Winchester Celebrates 150 Years in Business in 2016

Winchester as founded in 1866 by Oliver Winchester as the Winchester Repeating Arms Company. The company’s first gun was, of course, the Model 1866, a lever-action repeating rifle chambered in .44 Henry. The Model 1866 was nicknamed the “Yellow Boy” due to the color of its receiver which was made from a bronze and brass alloy that resulted in a dull yellow coloration. Then there was the Model 1873 which became known as “The Gun That Won the West”. Over the years there have been many changes as is the norm for the majority of companies, but the name of Winchester remains synonymous with the Wild West and a certain dedication to quality. This year, in 2016, Winchester is celebrating 150 years.


In their earlier years Winchester received free publicity thanks to historically impressive figures such as Buffalo Bill and Annie Oakley using their firearms in shows. Over 150 years several generations of gun owners have relied on Winchester for firearms and ammunition, and while the subsidiaries behind the Winchester brand may have changed the classic Western history of the company will never change. Some things can never change.
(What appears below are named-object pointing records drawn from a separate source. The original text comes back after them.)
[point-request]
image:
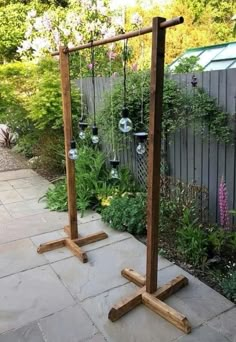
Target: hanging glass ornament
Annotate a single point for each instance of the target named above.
(73, 153)
(142, 137)
(95, 137)
(82, 126)
(125, 124)
(114, 171)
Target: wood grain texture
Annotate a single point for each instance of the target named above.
(70, 165)
(51, 245)
(134, 277)
(85, 240)
(165, 311)
(154, 153)
(125, 305)
(76, 250)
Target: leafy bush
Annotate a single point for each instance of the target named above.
(228, 284)
(127, 213)
(90, 174)
(181, 107)
(192, 241)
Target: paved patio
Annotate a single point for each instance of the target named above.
(55, 298)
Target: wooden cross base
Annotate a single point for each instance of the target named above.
(153, 301)
(73, 244)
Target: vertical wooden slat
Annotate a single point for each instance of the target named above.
(70, 164)
(213, 92)
(154, 155)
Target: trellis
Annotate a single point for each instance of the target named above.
(148, 294)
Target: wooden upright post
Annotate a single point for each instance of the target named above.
(149, 294)
(74, 241)
(70, 164)
(154, 152)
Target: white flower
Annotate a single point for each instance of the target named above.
(70, 45)
(39, 44)
(31, 14)
(56, 36)
(78, 37)
(136, 19)
(66, 32)
(28, 32)
(111, 32)
(38, 24)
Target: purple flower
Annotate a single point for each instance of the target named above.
(90, 66)
(223, 205)
(134, 67)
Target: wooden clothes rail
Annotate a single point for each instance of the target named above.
(149, 293)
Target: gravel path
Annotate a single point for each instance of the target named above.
(11, 161)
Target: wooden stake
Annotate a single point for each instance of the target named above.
(126, 305)
(154, 152)
(70, 164)
(165, 311)
(50, 246)
(133, 276)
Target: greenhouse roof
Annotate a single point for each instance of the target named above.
(213, 57)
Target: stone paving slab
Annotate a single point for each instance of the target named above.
(30, 295)
(10, 175)
(96, 226)
(27, 182)
(33, 192)
(102, 272)
(4, 185)
(18, 256)
(25, 208)
(140, 325)
(4, 216)
(28, 333)
(203, 334)
(32, 225)
(197, 301)
(10, 196)
(77, 326)
(225, 324)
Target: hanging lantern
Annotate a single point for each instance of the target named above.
(73, 153)
(125, 124)
(194, 81)
(95, 137)
(142, 137)
(82, 126)
(114, 171)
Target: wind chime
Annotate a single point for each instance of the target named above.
(141, 135)
(113, 162)
(125, 124)
(82, 125)
(95, 137)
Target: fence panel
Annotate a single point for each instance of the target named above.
(192, 158)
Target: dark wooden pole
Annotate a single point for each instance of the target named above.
(154, 154)
(67, 119)
(138, 33)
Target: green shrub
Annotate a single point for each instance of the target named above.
(181, 107)
(192, 242)
(228, 284)
(127, 213)
(90, 174)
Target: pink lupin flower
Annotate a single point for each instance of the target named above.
(90, 66)
(134, 67)
(223, 205)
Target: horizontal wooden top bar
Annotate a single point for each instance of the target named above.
(165, 24)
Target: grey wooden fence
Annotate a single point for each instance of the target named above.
(191, 158)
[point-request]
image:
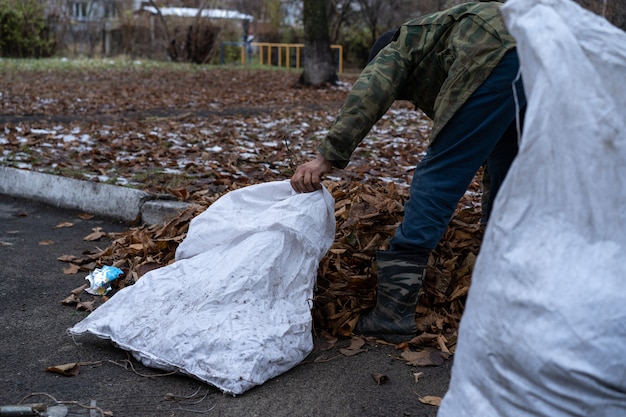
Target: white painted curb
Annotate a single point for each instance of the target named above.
(92, 197)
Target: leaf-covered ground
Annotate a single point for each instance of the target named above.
(197, 133)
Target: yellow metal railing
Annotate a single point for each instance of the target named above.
(283, 56)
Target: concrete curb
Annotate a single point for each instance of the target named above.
(117, 202)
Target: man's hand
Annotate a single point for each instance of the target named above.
(308, 176)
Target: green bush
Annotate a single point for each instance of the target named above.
(23, 31)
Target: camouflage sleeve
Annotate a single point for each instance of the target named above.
(371, 96)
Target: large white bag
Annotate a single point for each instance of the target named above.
(233, 310)
(544, 331)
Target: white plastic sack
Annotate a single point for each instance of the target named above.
(544, 331)
(234, 309)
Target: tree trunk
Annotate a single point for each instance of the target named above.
(318, 66)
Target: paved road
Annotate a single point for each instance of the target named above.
(32, 337)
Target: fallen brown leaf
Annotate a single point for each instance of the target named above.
(380, 379)
(430, 400)
(63, 224)
(68, 369)
(71, 269)
(95, 235)
(426, 357)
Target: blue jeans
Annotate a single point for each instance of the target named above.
(482, 130)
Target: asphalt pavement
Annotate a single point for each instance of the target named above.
(33, 325)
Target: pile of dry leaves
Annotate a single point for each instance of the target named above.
(366, 215)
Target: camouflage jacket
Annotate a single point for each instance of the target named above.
(436, 61)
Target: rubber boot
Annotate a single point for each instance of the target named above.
(400, 277)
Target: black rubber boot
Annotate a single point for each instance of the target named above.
(400, 277)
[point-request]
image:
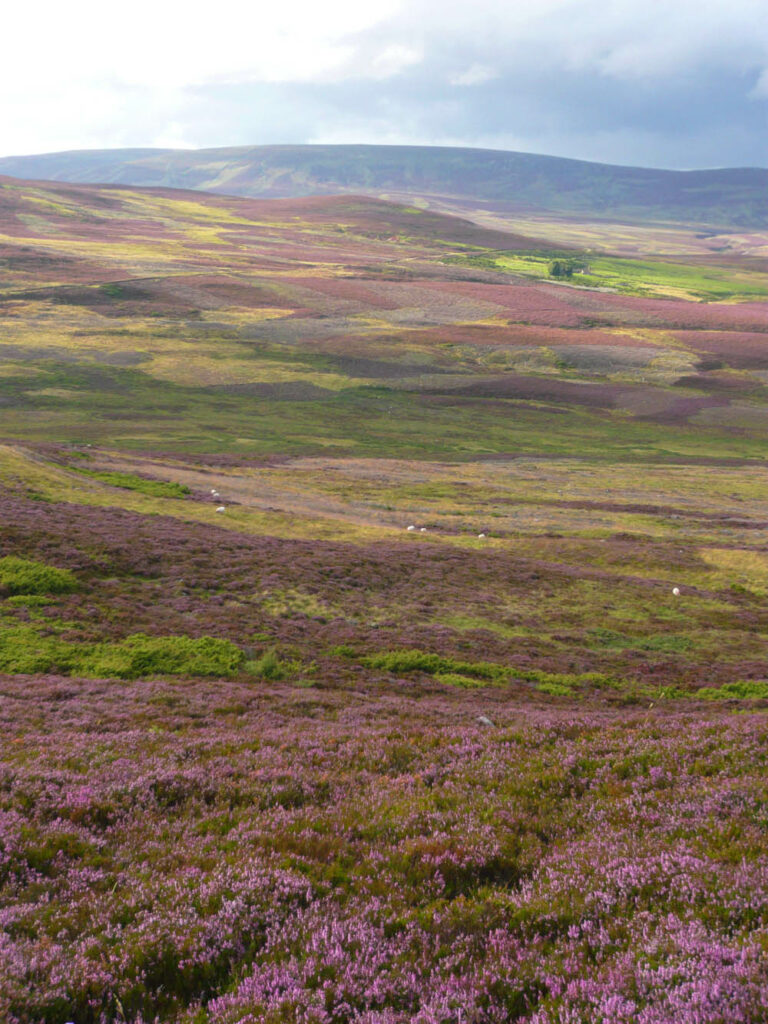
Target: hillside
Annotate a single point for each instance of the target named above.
(498, 180)
(383, 621)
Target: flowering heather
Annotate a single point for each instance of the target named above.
(227, 852)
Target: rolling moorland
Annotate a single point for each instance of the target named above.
(488, 183)
(383, 620)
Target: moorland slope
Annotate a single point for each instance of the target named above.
(496, 180)
(383, 621)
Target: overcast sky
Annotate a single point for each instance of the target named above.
(666, 83)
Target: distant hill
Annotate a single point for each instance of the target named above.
(734, 198)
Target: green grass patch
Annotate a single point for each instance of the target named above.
(270, 666)
(455, 679)
(156, 488)
(743, 689)
(435, 665)
(456, 673)
(22, 576)
(25, 651)
(632, 276)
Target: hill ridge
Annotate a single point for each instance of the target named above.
(498, 179)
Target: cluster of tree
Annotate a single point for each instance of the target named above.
(566, 267)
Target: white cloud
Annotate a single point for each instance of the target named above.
(92, 75)
(394, 59)
(475, 75)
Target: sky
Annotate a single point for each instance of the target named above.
(654, 83)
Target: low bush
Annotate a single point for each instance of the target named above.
(743, 689)
(130, 481)
(22, 576)
(23, 650)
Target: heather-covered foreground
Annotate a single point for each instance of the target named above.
(223, 851)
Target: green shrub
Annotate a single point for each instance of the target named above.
(420, 660)
(24, 651)
(557, 689)
(267, 667)
(454, 679)
(22, 576)
(743, 689)
(130, 481)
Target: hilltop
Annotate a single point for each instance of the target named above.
(484, 180)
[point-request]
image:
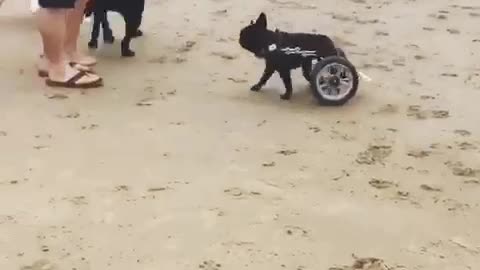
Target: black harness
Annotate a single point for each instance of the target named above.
(279, 48)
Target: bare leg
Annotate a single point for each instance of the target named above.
(52, 27)
(74, 20)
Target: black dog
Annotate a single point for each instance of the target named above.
(284, 51)
(132, 13)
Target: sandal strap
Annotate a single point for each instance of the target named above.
(76, 77)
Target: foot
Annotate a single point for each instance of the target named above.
(110, 39)
(93, 44)
(81, 59)
(69, 77)
(128, 53)
(256, 88)
(42, 66)
(139, 33)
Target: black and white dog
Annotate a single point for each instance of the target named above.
(132, 13)
(284, 51)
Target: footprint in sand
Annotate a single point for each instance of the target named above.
(459, 169)
(381, 184)
(374, 154)
(296, 231)
(40, 265)
(419, 153)
(238, 193)
(416, 111)
(287, 152)
(210, 265)
(387, 109)
(430, 188)
(366, 264)
(466, 146)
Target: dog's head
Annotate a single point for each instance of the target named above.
(253, 37)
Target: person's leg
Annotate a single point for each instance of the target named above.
(52, 27)
(74, 20)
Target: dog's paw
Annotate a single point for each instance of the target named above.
(256, 88)
(139, 33)
(93, 44)
(109, 39)
(128, 53)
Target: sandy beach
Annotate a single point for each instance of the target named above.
(176, 165)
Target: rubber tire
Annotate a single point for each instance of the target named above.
(316, 70)
(341, 53)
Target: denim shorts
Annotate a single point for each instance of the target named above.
(57, 3)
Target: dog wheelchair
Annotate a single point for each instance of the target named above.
(334, 79)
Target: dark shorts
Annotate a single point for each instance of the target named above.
(57, 3)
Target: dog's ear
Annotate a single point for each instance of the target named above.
(262, 20)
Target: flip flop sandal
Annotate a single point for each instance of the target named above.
(72, 82)
(44, 73)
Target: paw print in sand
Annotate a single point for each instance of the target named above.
(210, 265)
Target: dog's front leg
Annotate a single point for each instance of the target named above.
(285, 74)
(267, 74)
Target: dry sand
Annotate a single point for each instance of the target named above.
(175, 164)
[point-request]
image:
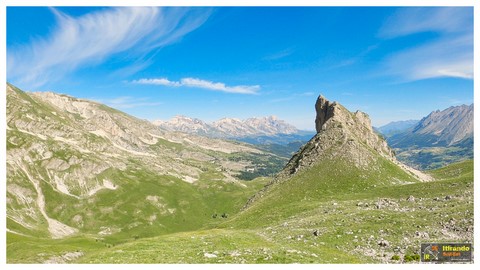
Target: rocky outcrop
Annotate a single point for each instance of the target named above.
(342, 134)
(324, 111)
(346, 138)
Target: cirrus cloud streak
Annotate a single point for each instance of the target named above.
(203, 84)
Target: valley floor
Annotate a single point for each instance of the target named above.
(380, 225)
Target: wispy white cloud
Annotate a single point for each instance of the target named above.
(443, 58)
(203, 84)
(126, 102)
(448, 55)
(279, 55)
(411, 20)
(95, 37)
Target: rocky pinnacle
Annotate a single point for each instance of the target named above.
(324, 112)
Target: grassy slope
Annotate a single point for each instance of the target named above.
(349, 225)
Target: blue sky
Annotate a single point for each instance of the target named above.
(209, 63)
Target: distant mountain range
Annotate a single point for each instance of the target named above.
(257, 130)
(395, 127)
(440, 138)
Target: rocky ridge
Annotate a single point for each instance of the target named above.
(346, 137)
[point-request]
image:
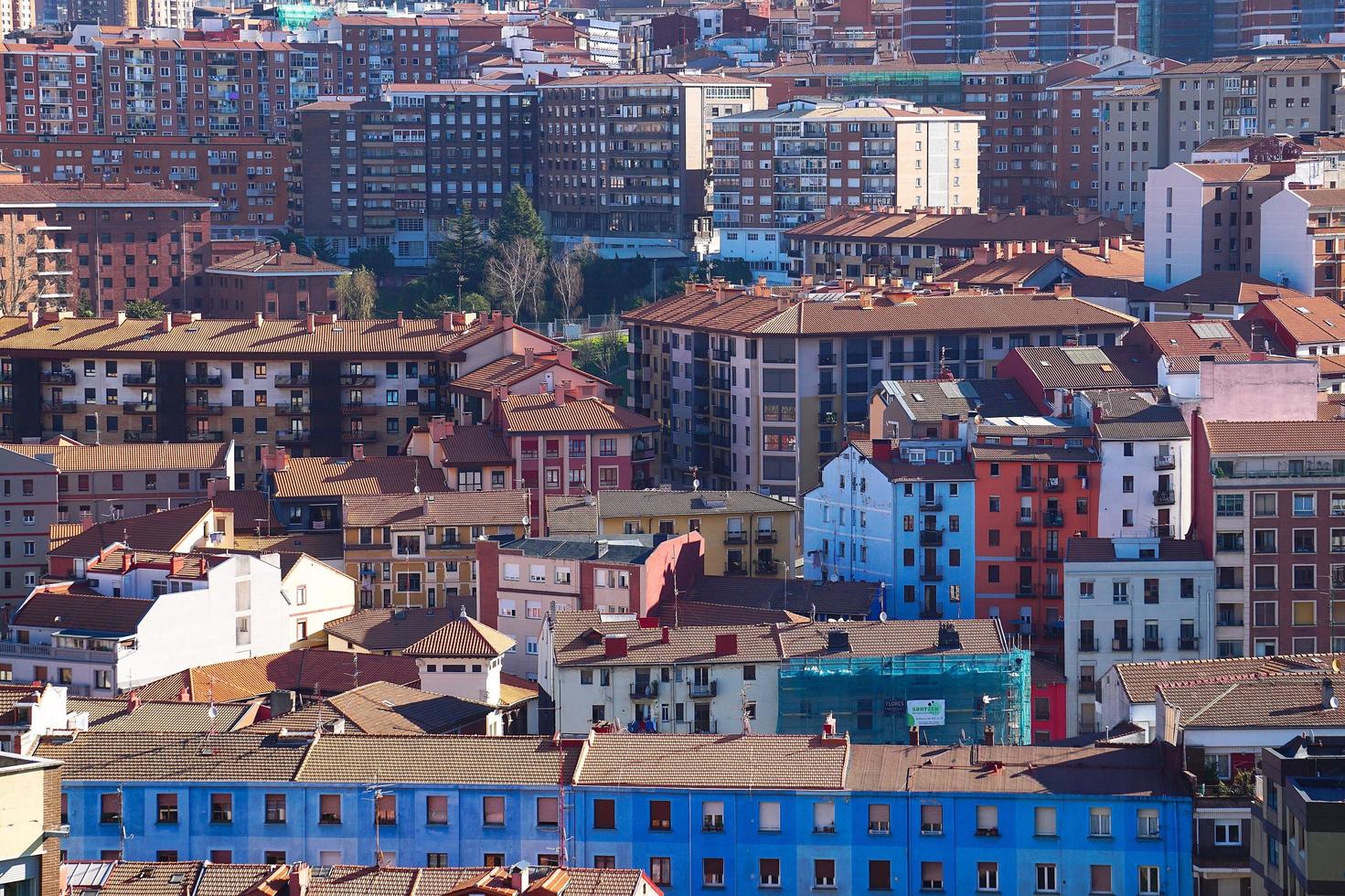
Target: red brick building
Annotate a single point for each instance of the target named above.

One of my favorite rifles is a Winchester Model 60A which is around eight decades old. I have a few older long guns in my collection but this one in particular always brings a smile to my face. It may not be the famed Model 1866 or the well-known Model 1873, but it’s a piece of firearms history – my piece of firearms history – and I value it. 150 years is an impressive length of time and I, for one, hope the name of Winchester will be around for some time to come. Happy 150th, Winchester.


Side note: At SHOT this year Winchester will be showcasing some of their historical firearms at their booth as part of a celebration of their 150 years in business. You can be sure I’ll be there to take a look and share the resulting information and photos with you.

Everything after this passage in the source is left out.